Mientras esperamos con interés, como siempre, el discurso de Su Majestad el Rey, podemos evocar la máxima latina, «el rey nunca muere», que adopta otras formas análogas –«el rey ha muerto, viva el rey»–, y que condensa la importancia de la continuidad sucesoria. Los españoles contemporáneos hemos vivido un caso delicado que fue resuelto de forma no traumática, con el paso de Juan Carlos I a Felipe VI. En otros lugares y momentos la sucesión desencadenó graves conflictos.
Gracias a mi amigo, Rafael Atienza, he podido leer un estudio que aborda la cuestión con destreza: Andrej Kokkonen, Jørgen Møller y Anders Sundell, The Politics of Succession. Forging Stable Monarchies in Europe, AD 1000-1800, Oxford University Press.
Su tesis es que la adopción del principio de la primogenitura estabilizó los sistemas políticos, promovió el papel de los parlamentos y constituyó algo disruptivo, «hecho posible en Europa por una constelación particular de factores sociales, incluyendo unas débiles estructuras estatales y una Iglesia independiente».
La idea de la mayor estabilidad por la sucesión del primogénito ha sido reconocida por una larga tradición de pensadores, y en economía la han apuntado desde Adam Smith hasta Gordon Tullock. Como las guerras de sucesión cuestionan esta idea, la incógnita a dilucidar es si la estabilidad resulta mayor bajo la primogenitura que en sistemas alternativos. A esto se dedica el libro, que revisa los casos de más de 700 dirigentes en 27 monarquías europeas entre el año 1000 y el 1800.
Los autores defienden que «la introducción de la primogenitura, junto con la posibilidad de la sucesión femenina, están detrás de la impresionante formación de Estados en Europa después del año 1.000», y subrayan que esa noción, a la que estamos tan acostumbrados, «fue originalmente revolucionaria, y por esa razón históricamente poco frecuente».

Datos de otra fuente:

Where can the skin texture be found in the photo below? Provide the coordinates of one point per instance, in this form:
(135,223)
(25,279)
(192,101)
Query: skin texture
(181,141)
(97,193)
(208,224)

Tiene interés su análisis del papel de la Iglesia, que impulsó la familia nuclear y el matrimonio monógamo sin divorcio. La fortaleza del papado y la relativa debilidad de los estados europeos, en comparación con las etapas anteriores al año 1000, marca la diferencia con el Imperio Bizantino, sin un clero independiente del poder laico.
La Iglesia facilitó la consolidación de las reglas para la sucesión legítima, estrechó el número de pretendientes, y redujo conflictos y guerras civiles, lo que explica el éxito de las monarquías europeas en comparación con las de otras latitudes, «con la importante excepción de la China Imperial bajo las dinastías nativas, probablemente el sistema político más estable que registra la historia de la humanidad». Y allí la sucesión ha vuelto a representar un problema cuando el poder en China pasó de las dinastías imperiales al Partido Comunista.